# cayugakarate



## Cayuga Karate (Sep 10, 2009)

I have an unusual approach to karate, and decided to document it in my videoblog. www.cayugakarate.com/blog

I teach karate at Cornell University in Ithaca, New York. I have begun posting videos of my fall classes. (My first classes was yesterday. In the future, I will improve the sound by staying closer to the camera.)

I began my videoblog in July and to date, I have also posted about 14 hours of kata training (1000 kata).

My unusual approach is that I believe that karate kata descend from Chinese military arts and were designed for battlefield fighting. I use the movements in the Chinese kata passed down to Okinawans to propel a spear. 

My goal is to show how a combination of training empty hand kata, plus empty hand kata with a spear, can be combined for excellent conditioning, improved empty hand kata capabilities, improved fighting, and great versatility with a long stick.

Enjoy.


----------



## Lynne (Sep 17, 2009)

Hi Cayuga,

Thanks for posting the great clips and lovely photos.
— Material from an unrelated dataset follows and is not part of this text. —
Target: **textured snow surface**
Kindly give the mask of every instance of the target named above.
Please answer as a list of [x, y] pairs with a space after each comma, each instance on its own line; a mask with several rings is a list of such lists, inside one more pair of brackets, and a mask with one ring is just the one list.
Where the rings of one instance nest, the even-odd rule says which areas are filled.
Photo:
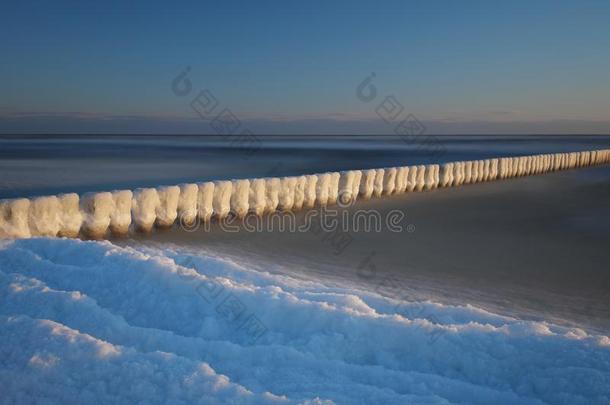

I'm Lynne and I live in Tioga County. I am a Tang Soo Do student at Rexer's Tang Soo Do Karate Academy in Endicott. We are holding our NY Central Class the first weekend in October. We have forms, weapons, sparring, and breaking competitions. If you'd like to inquire for yourself and/or your students:

http://www.rexerstangsoodokarateacademy.com/tournament.html

We also teach that the Chinese Pyung Ahn forms are actual battlefield moves.

I haven't learned Bassai Dei yet. I should start learning it in a few weeks (when I pass my 2nd gup test).

And a big congratulations on teaching at Cornell!!!


----------



## tshadowchaser (Nov 30, 2009)

Thanks for the link

I would be interested in hearing more on your approch and thoughts on the art


----------